Après des hausses successives du taux directeur, qui a atteint un sommet de 5% en juillet 2023, la Banque du Canada a commencé à lâcher du lest en juin dernier, avec trois baisses successives d’un quart de point. Et si les signes d’un ralentissement étaient indéniables en 2023 et 2024, cette baisse des taux devrait stimuler la reprise de la confiance des consommateurs et des investissements des entreprises.
Au Mouvement Desjardins, l’économiste principale Florence Jean-Jacobs entrevoit une poursuite de la baisse des taux.
« Notre scénario table sur une poursuite des baisses de taux par la Banque du Canada. On pense qu’il y aura une baisse de 50 points le 23 octobre. Notre scénario est que ça va se poursuivre cette année et l’année prochaine, avec environ 3,5% à la fin de cette année et autour de 2,25% pour le taux directeur vers la fin 2025. »
Cette hypothèse est partagée par Émile Émond, économiste chez Québec International, qui estime que l’économie envoie des signaux de plus en plus clairs.

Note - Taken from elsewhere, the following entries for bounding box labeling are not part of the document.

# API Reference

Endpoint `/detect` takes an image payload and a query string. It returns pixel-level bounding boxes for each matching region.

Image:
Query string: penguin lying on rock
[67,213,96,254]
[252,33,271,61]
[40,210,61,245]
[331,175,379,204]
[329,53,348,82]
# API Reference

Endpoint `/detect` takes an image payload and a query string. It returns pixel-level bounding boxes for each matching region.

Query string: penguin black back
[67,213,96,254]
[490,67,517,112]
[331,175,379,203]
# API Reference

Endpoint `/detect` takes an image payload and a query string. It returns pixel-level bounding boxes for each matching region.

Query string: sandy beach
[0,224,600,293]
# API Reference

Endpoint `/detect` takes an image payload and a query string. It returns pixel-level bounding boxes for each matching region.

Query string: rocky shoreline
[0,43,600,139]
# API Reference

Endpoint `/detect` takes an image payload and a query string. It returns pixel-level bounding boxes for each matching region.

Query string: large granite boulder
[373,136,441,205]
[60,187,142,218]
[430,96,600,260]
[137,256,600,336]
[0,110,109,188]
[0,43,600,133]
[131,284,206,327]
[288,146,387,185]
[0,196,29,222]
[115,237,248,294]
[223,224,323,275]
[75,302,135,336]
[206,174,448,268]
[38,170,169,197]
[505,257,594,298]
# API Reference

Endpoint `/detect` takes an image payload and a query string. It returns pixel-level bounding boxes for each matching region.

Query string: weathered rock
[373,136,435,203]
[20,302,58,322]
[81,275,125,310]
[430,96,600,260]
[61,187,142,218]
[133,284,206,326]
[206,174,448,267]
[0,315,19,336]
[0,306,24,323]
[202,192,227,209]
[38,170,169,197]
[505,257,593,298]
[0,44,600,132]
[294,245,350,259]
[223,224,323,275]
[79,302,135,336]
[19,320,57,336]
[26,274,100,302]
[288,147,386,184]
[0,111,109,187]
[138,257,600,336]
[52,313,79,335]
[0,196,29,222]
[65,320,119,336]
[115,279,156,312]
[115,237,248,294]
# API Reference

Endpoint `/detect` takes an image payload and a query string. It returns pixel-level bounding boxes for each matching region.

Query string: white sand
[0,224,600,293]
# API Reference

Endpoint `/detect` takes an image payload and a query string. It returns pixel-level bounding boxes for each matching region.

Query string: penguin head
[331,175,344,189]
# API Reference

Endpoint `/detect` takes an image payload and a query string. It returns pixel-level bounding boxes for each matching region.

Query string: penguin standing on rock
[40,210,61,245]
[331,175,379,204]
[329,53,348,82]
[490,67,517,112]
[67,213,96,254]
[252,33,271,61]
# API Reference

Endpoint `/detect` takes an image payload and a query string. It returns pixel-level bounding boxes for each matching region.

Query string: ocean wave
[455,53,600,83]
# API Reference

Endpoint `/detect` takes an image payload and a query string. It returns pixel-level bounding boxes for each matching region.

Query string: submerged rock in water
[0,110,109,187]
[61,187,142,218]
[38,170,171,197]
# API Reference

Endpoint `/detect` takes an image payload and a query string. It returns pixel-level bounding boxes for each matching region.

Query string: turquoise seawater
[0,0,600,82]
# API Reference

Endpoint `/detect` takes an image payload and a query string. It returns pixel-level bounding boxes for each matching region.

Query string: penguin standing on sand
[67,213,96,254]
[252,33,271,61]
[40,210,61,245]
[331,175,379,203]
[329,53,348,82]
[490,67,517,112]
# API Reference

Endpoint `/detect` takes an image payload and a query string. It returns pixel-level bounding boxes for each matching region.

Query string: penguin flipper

« Le contexte économique actuel est marqué par un certain ralentissement, un refroidissement du marché du travail, mais aussi un ralentissement de l’inflation. On se relève un peu de l’impact de l’inflation qu’on a connue. Le marché du travail a réagi. La croissance par habitant est un peu au neutre. Une fois que c’est dit, aujourd’hui, on sent qu’il y a une incertitude. Mais si on regarde vers 2025, on sent que le meilleur est à venir. »
Mais il souligne que l’impact de l’inflation se fait toujours sentir, puisque l’augmentation des coûts n’a pas été réduite par un phénomène de déflation. Il constate un regain d’optimisme, mais un optimisme marqué par l’attente d’une baisse plus importante des taux d’intérêt.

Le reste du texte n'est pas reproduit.